One Claude pass distills the conversation into a cinematographer's shot description. Runway Seedance renders it — eight seconds, ambient sound.
A 60–90 second debrief between the three personas, recorded as you watch. They disagree about you on at least one specific moment. By design.
The stack
Runway
Anthropic
Voice & video
Application
The constraints
Naming what was hard is more credible than pretending nothing was. Each of these is a real Runway / Anthropic API constraint we built around — not a bug list.
Runway Realtime Sessions hard-cap at 5 minutes. Conjure frames it as a feature: focused conversation, not open-ended chat. Every demo is built to land under 90 seconds of conversation.
Tier 2 caps you at three concurrent video sessions. Three is the right number for a room — it's enough to feel populated, not so many that the user gets lost. The constraint shaped the product.
Runway disables webcam input AND tool calling when a custom voice is used on a session. Conjure depends on both. Voice cloning is therefore deferred to v0.2 — until either the API permits the combination or we architect around it.
To give each persona a distinct in-character voice, the debrief and postmortem pipelines synthesize speech via Deepgram Aura 2 and pass the audio to Runway's avatar-video endpoint. Native per-persona Runway voices land when the constraint above is resolved.
Avatars cannot hear each other natively — only the user. Cross-character context flows through a server-side coordinator that returns a summary via the check_room_state tool call. Realistic per-turn budget is 1.0–1.5 seconds. Masked by deliberate visual 'thinking' beats on the listening tile.

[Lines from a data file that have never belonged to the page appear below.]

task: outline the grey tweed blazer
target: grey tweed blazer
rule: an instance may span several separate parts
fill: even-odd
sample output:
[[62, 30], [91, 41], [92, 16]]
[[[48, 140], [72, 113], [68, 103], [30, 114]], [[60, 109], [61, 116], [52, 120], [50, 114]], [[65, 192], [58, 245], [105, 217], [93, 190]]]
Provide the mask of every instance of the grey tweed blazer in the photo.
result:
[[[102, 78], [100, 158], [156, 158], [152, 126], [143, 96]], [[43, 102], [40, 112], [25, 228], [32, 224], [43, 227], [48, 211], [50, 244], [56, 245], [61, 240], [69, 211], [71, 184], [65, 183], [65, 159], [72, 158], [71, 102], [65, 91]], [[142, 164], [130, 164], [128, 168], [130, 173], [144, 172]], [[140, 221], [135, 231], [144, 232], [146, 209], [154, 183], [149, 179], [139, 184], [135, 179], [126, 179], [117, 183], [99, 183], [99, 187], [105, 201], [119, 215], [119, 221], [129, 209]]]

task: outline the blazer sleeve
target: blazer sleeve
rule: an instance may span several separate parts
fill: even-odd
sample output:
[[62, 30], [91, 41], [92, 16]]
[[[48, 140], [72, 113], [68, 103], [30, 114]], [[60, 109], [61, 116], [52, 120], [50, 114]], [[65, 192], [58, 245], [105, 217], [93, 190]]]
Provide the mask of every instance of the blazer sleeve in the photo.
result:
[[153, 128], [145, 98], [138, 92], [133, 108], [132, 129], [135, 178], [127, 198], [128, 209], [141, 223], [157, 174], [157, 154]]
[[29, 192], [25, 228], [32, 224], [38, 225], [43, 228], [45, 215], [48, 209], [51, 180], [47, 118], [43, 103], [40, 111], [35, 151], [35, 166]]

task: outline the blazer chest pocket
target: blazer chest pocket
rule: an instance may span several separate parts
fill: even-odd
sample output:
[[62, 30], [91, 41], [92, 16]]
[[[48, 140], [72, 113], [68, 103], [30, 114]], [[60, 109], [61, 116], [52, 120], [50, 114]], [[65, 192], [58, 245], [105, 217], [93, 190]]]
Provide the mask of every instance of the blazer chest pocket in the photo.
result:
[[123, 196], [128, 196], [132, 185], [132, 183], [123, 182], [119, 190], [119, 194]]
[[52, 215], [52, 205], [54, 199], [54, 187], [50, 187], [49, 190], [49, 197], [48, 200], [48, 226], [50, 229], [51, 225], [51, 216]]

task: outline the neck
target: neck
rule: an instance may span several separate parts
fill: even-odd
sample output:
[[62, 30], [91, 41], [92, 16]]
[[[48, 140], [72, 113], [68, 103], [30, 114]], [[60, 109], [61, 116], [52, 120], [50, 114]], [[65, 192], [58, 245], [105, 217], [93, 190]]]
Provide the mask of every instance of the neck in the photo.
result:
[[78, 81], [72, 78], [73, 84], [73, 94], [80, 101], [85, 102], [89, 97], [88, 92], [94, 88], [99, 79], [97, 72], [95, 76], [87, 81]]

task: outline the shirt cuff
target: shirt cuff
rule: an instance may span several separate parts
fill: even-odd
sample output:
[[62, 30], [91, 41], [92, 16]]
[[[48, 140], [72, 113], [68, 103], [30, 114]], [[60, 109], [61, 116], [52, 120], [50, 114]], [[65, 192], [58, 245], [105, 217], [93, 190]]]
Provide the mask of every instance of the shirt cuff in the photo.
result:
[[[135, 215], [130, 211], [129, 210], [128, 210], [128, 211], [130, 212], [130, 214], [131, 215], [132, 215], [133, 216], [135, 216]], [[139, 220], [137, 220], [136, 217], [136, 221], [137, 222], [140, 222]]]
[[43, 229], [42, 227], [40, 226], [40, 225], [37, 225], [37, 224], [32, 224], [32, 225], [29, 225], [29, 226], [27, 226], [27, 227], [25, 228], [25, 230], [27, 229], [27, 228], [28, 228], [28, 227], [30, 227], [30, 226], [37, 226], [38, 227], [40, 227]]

The Circle stores personas in localStorage for the current browser. Tier 3 — persistent, refining personas across rooms — lands in v1.0; v0.1 keeps the scope tight.
The road
Multi-agent live room, three artifacts post-session (debrief, cinema, postmortem), persona library scoped to localStorage.
Once Runway resolves the voice + webcam + tool-calling constraint, custom voices unlock. Real-photo persona uploads with explicit consent flow.
The room knows about the meeting on your calendar tomorrow. iOS app for last-minute prep on the way to the room.
Tier 3 fidelity: the people you regularly walk into rooms with are saved, refined, and improve across sessions. The product compounds.